A metaheuristic evolutionary method for electrical performance estimation of distribution networks

This paper proposes a new probabilistic method to evaluate power distribution electrical performance. Electrical performance is assumed to be the evaluation of network congestion parameters, losses and voltage level. The proposed method is suitable for off-line applications and it considers steady state performance only. The electrical performance estimation is formulated as a multiobjective optimization problem where the objective functions correspond to an evaluation of occurrence probability, and also correspond to a proximity evaluation of calculated voltage levels with values obtained by measurement (goal programming). Load profile values are discretized according to its occurrence probabilities (universal discrete probability density function), so that formulation results in a multiobjective combinatorial optimization. The optimization formulation considers feeder output power and voltage level measurement in any point of the network as restriction parameters.

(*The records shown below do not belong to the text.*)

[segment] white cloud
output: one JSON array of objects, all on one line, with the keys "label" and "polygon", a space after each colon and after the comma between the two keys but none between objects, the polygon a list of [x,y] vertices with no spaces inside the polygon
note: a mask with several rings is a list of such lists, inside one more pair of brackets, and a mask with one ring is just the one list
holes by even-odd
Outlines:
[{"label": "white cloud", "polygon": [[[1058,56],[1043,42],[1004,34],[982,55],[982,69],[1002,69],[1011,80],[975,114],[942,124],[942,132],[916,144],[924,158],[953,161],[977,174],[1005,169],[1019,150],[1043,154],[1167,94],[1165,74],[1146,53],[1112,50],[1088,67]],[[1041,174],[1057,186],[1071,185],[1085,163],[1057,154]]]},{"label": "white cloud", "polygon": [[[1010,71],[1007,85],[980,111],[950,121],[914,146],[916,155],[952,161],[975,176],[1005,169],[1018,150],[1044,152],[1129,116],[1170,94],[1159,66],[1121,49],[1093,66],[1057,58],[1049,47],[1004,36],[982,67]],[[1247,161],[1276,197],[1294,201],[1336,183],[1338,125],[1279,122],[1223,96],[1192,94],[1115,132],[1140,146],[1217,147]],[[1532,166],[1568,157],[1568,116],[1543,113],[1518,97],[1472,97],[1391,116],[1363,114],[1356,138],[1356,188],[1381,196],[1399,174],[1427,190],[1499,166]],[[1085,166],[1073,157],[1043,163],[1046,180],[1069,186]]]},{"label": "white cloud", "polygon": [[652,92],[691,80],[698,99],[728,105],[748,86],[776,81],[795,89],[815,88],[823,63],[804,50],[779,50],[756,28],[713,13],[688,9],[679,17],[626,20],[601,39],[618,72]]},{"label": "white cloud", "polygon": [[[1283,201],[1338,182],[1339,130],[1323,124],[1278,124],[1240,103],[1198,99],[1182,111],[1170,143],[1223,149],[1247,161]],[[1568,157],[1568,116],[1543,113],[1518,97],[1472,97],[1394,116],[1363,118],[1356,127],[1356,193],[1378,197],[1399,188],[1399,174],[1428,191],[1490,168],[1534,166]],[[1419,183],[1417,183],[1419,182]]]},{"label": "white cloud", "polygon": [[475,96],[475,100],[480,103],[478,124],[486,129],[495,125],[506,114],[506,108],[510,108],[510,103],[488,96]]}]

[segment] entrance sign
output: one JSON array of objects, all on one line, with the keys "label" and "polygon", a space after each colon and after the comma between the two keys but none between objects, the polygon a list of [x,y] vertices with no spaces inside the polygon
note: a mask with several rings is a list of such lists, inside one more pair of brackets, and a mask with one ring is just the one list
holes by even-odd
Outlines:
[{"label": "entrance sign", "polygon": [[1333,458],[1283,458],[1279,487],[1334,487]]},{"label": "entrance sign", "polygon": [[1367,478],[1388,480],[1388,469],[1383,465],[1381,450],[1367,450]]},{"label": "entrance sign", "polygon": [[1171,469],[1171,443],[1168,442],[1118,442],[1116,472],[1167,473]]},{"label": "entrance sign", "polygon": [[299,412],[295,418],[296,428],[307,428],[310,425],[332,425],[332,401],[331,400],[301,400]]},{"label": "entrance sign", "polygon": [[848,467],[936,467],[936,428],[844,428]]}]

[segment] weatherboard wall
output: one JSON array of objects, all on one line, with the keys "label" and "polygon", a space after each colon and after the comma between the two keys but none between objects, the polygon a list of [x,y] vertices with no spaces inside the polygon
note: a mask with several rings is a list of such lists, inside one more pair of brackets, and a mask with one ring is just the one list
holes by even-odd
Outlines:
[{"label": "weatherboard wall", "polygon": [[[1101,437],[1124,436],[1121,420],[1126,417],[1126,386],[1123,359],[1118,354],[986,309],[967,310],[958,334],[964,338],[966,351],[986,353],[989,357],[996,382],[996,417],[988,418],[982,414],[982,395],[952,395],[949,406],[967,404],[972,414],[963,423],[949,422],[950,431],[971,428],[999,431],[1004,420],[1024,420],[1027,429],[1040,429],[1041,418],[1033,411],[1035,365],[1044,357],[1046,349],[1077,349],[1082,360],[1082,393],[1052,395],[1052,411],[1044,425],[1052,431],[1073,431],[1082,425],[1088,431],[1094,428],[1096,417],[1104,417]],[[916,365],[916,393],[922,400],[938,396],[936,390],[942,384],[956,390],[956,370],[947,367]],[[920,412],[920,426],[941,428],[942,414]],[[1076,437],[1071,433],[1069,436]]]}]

Network reduction procedures to substantially reduce decision domain and network expansion procedures to rebuild it are proposed. Specific heuristics applicable to radial networks - were also developed to generate a-priori feasible candidate solutions combining unbalanced and diversification load values. A metaheuristic evolutionary method is proposed and applied in order to improve feasible solutions and adequately apply the heuristics. feasible solutions are classified according to dominance ranking algorithm, so that electrical performance is obtained for each dominance rank frontier.